An index configuration must contain at least one source element. Each source block configures a way of treating the data that the index is asked to process.

It's worth mentioning here that the index object will be asked to process incoming search terms as well as data from records being indexed. A source element may have a 'mode' attribute to specify when the processing configured within this source block should be applied. To clarify, the 'mode' attribute may have the value of any of the relations defined by CQL (any, all, =, exact, etc.), indicating that the processing in this source should be applied when the index is searched using that particular relation.

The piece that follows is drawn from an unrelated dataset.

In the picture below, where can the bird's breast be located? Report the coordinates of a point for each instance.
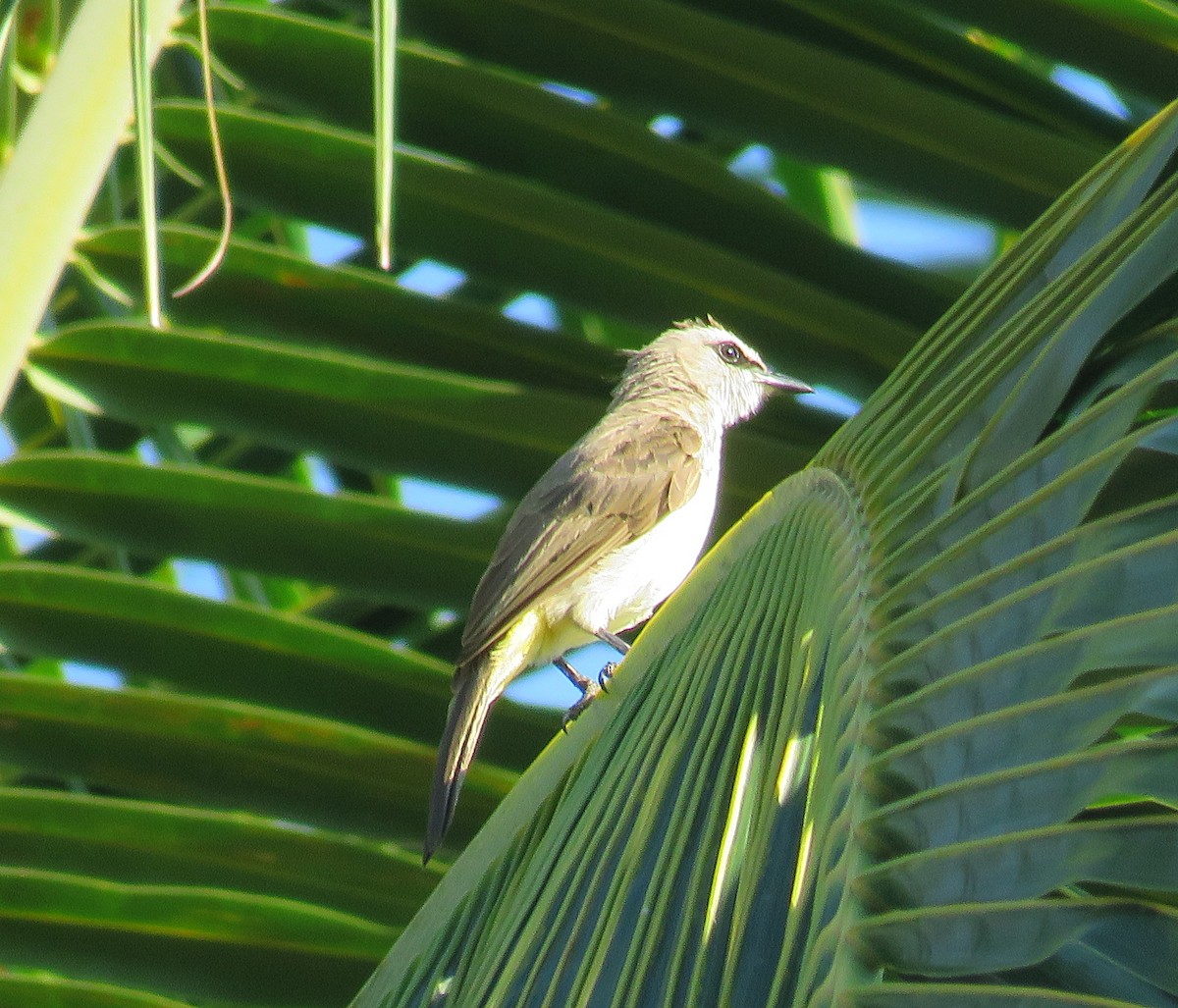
(624, 587)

The 'mode' attribute may also have the value 'data', indicating that the processing in the source block should be applied to the records at the time they are indexed. Multiple modes can be specified for a single source block by separating the with a vertical pipe (|) character within the value of the 'mode' attribute. If no 'mode' attribute is specified, the source will default to being a 'data' source. Example 2 demonstrates the use of the mode attribute to apply a different Extractor object when carrying out searches using the 'any', 'all' or '=' CQL relation, in this case to preserve masking/wildcard characters.

Each data mode source block configures one or more XPaths to use to extract data from the record, a workflow of objects to process the results of the XPath evaluation and optionally a workflow of objects to preprocess the record to transform it into a state suitable for XPathing. Each data mode source block will be processed in turn by the system for each record during indexing.

For source blocks with modes other than data, only the element configuring the workflow of objects to process the incoming term with is required. <xpath> and <preprocess> elements will be ignored.

<xpath>

This element contains either an XPath expression (Example 1) or a reference to a configured XPathProcessor (Example 2), to use in extracting data from a record.

It may appear more than once, but not when using a reference to a configured XPathProcessor; these may themselves specify multiple XPath expressions. When the element is repeated, the results of each expression will be processed by the process chain (as described below).

If the XPath makes use of XML namespaces, then the mappings for the namespace prefixes must be present on the XPath element. This can be seen in Example 1.

<process> and <preprocess>

These elements contain an ordered list of objects. The results of the first object is given to the second and so on down the chain.

The first object in a process chain must be an Extractor, as the input data is either a string, a DOM node or a SAX event list as appropriate to the XPath evaluation. The result of a process chain must be a hash, typically from an Extractor or a Normalizer. However if the last object is an IndexStore, it will be used to store the terms rather than the default.

The input to a preprocess chain is a Record, so the first object is most likely to be a Transformer. The result must also be a Record, so the last object is most likely to be a Parser.

For existing processing objects that can be used in these fields, see the object documentation.

Paths
Settings

The value for any true/false type settings must be 0 or 1.